I did not mention this before but it was something that I noticed even in your first piece; Karma talking to herself. It only seems natural that she would talk to herself and it is even more natural that she would start keeping audio logs. Even while I feel that your implied reasoning for her to do so was a little too goody-goody that does not matter. It is perfectly reasonable that Karma is truly a good person (or ghoul) underneath all of that blood and sarcasm. It also makes sense because she spends so much time by herself and when you spend that much time alone you either end up talking to yourself or you stop talking altogether. Let's just say that Karma would not be much fun if she didn't talk.

Why can't she seem to stay up any more than thirty minutes past midnight? Is it just her or is that a part of who she is (or what the scientists turned her in to, actually)? More mysteries damn you! That's okay though. This one I think is a good one. It is just another reason for me to come back.

Like I said before this piece was a little short for my taste and I'd really like to see something more. Again though this is not something that can be rushed. Even the best authors can only write one word at a time.
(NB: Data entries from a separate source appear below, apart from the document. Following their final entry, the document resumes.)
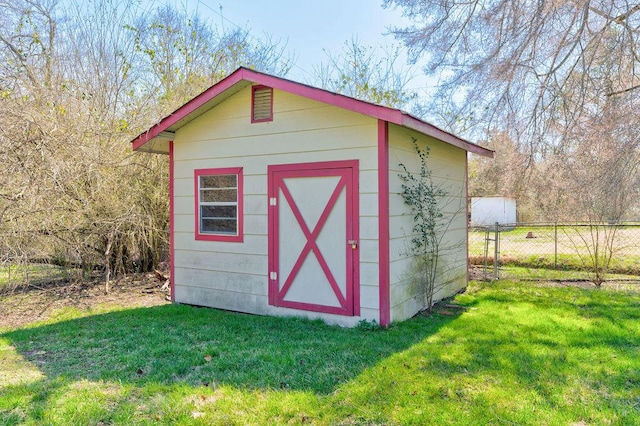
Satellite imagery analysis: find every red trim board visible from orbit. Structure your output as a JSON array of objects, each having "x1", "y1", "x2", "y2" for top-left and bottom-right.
[
  {"x1": 193, "y1": 167, "x2": 244, "y2": 243},
  {"x1": 268, "y1": 160, "x2": 360, "y2": 315},
  {"x1": 378, "y1": 120, "x2": 391, "y2": 327},
  {"x1": 169, "y1": 141, "x2": 176, "y2": 302},
  {"x1": 131, "y1": 67, "x2": 493, "y2": 157}
]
The audio log felt natural (or as natural as a ghoul named Karma can make it sound) but the narration afterwards felt sort of rush. I'm not sure if I have any tips on this I'm afraid but then again this feeling could once again come from it being so short. Just remember, you do not have to rush to a conclusion. In fact no reader in their right mind should ever want you to rush to a conclusion even though they may be eager to see it.

I did find it odd that Karma bid goodnight to everyone. That's just me though as no one knows her better than you. It is just that she still strikes me as very much a loner and still something more than (or less than) human and saying goodnight to everybody just seems so ... well, human.

Well, that's all for now. I hope to see some more!

-Mins

P.S. The limerick at the beginning was a charming addition.